“Perhaps you are right, Amine: I may retard, but cannot escape, whatever may be my intended fate.”
“Let him remain, then, and let him do his worst. Treat him with kindness—who knows what we may gain from him?”
“True, true, Amine; he has been my enemy without cause. Who can tell?—perhaps he may become my friend.”
“And if not, you will have done your duty. Send for him now.”
“No, not now—to-morrow; in the mean time, I will order him every comfort.”
“We are talking as if he were one of us, which I feel that he is not,” replied Amine; “but still, mundane or not we cannot but offer mundane kindness, and what this world, or rather what this ship, affords. I long now to talk with him to see if I can produce any effect upon his ice-like frame. Shall I make love to the ghoul?” And Amine burst into a bitter laugh.
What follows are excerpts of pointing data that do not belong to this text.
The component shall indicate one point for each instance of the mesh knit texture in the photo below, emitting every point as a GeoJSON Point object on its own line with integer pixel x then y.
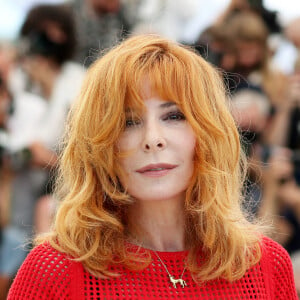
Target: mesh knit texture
{"type": "Point", "coordinates": [48, 274]}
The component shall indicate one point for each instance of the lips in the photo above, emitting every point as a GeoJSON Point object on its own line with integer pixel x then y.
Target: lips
{"type": "Point", "coordinates": [156, 168]}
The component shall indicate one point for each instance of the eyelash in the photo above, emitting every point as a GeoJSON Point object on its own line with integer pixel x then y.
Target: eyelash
{"type": "Point", "coordinates": [170, 116]}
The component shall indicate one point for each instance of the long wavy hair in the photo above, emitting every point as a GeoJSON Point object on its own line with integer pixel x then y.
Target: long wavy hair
{"type": "Point", "coordinates": [91, 223]}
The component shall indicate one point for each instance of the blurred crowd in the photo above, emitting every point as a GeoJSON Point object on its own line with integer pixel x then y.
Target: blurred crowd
{"type": "Point", "coordinates": [42, 71]}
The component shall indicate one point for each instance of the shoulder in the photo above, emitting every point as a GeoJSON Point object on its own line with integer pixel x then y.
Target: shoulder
{"type": "Point", "coordinates": [45, 274]}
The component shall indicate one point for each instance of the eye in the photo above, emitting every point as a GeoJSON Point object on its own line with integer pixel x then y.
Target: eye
{"type": "Point", "coordinates": [174, 116]}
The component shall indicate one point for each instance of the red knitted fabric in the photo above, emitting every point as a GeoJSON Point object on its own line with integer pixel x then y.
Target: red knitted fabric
{"type": "Point", "coordinates": [48, 274]}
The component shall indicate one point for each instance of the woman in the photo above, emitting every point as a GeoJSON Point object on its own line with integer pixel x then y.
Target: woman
{"type": "Point", "coordinates": [150, 182]}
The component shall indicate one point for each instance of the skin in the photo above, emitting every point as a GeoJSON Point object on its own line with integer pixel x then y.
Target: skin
{"type": "Point", "coordinates": [160, 135]}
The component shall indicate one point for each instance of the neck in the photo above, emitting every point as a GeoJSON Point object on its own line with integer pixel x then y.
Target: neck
{"type": "Point", "coordinates": [158, 225]}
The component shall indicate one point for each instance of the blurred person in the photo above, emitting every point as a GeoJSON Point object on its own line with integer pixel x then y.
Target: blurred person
{"type": "Point", "coordinates": [288, 47]}
{"type": "Point", "coordinates": [13, 139]}
{"type": "Point", "coordinates": [151, 177]}
{"type": "Point", "coordinates": [100, 25]}
{"type": "Point", "coordinates": [296, 267]}
{"type": "Point", "coordinates": [251, 6]}
{"type": "Point", "coordinates": [281, 197]}
{"type": "Point", "coordinates": [249, 36]}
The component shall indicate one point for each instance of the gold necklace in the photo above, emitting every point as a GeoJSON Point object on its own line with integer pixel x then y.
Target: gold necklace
{"type": "Point", "coordinates": [173, 280]}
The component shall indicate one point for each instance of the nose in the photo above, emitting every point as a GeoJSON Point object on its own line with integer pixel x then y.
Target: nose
{"type": "Point", "coordinates": [153, 139]}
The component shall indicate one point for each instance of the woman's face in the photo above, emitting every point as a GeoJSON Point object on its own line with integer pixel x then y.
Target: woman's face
{"type": "Point", "coordinates": [161, 158]}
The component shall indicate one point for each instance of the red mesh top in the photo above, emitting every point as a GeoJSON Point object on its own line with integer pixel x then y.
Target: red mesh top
{"type": "Point", "coordinates": [48, 274]}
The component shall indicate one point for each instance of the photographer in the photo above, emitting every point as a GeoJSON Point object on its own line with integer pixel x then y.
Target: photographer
{"type": "Point", "coordinates": [15, 132]}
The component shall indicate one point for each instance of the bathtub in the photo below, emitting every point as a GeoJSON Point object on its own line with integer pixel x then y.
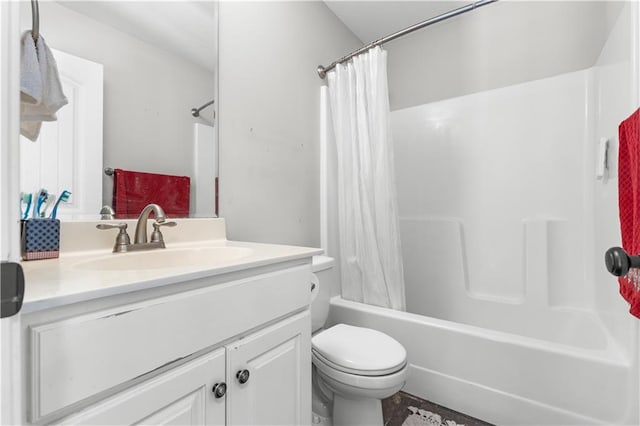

Here the conversation dropped, but its substance was not disregarded. The next morning, the surgeon having reported that Schriften was apparently quite recovered, he was summoned into the cabin. His frame was wasted away to a skeleton, but his motions and his language were as sharp and petulant as ever.
“I have sent for you, Schriften, to know if there is anything that I can do to make you more comfortable. Is there anything that you want?”
“Want?” replied Schriften, eyeing first Philip and then Amine. “He! he I think I want filling out a little.”
“That you will, I trust, in good time; my steward has my orders to take care of you.”